麦チョコの大きめの麦ばかり取るきみを気に入る現世だったと
榊原紘『悪友』
榊原紘の第一歌集『悪友』(2020年)に収められた一首です。
麦チョコは、小麦や大麦のポン菓子をチョコレートでコーティングしたもので、さくさく食べることができる人気のお菓子です。小袋入りから大袋入りまで、メーカーもさまざま色々なところから発売されています。
麦チョコは、ひとつひとつは指でつまめるサイズなのですが、そのサイズは微妙に不ぞろいであり、かえってそれが麦チョコの味わいを出しているともいえるでしょう。
掲出歌は、麦チョコが登場しますが、大きめの麦チョコばかりを取って食べる「きみ」が描かれています。
上句の「麦チョコの大きめの麦ばかり取る」という言い回しが印象的です。通常「大きめの麦チョコばかり取る」といえば素直ですが、「麦チョコ」と一旦提示しておいて、次に「大きめの麦」という表現が続くところに、若干の引っ掛かりを覚え、それがこの歌のアクセントになっていると思います。
「きみ」を特徴づける一場面として「麦チョコ」の選び方をもってきていますが、非常に些細な場面といえば些細なことだといえるでしょう。しかし、このような麦チョコの選択という些細な場面こそが「きみ」を表現するのに適しているのかもしれません。
例えば、性格がいい、ルックスがいい、運動神経がいいといった表現で「きみ」を表したとしても、そのようなありふれた捉え方では、歌として目に留まる要素は少なくなるでしょう。「麦チョコ」というディテール、そして「大きめ」を選ぶという癖や習慣が、主体にとっての「きみ」を表現するのに現実感をもって伝わってきます。

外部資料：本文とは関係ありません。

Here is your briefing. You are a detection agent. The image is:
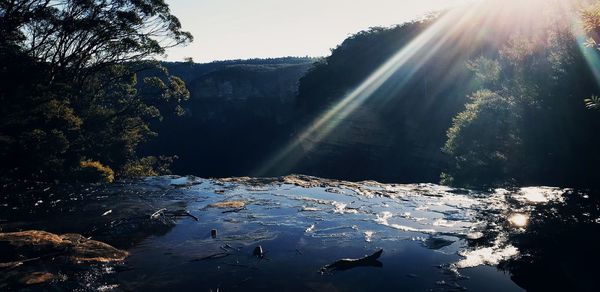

これが”小さめの麦ばかり取る”だったら、どうだったでしょう。これはこれでまた違った味わいがあったと思いますが、小さめを選ぶという行為には、少し遠慮が入ってくるような気がしますので、やはり掲出歌の通り「大きめ」を選ぶ状況の方が、「きみ」の遠慮のなさが出ていていいように感じます。
結句の「現世」をもち出すことで、今まさに現世にいながらも、来世から「きみ」を見ているような視点を与えてくれます。そのことにより、さらに現世の「きみ」が輝きを放っているように感じるのです。
もしも、この世に麦チョコがなかったら、また麦チョコがあるとしても麦チョコの大きさがすべて均一であったなら、この歌が生まれることはなかったのかもしれません。そう考えると、麦チョコの存在も「きみ」の存在も、とても貴重なものに感じられる一首なのではないでしょうか。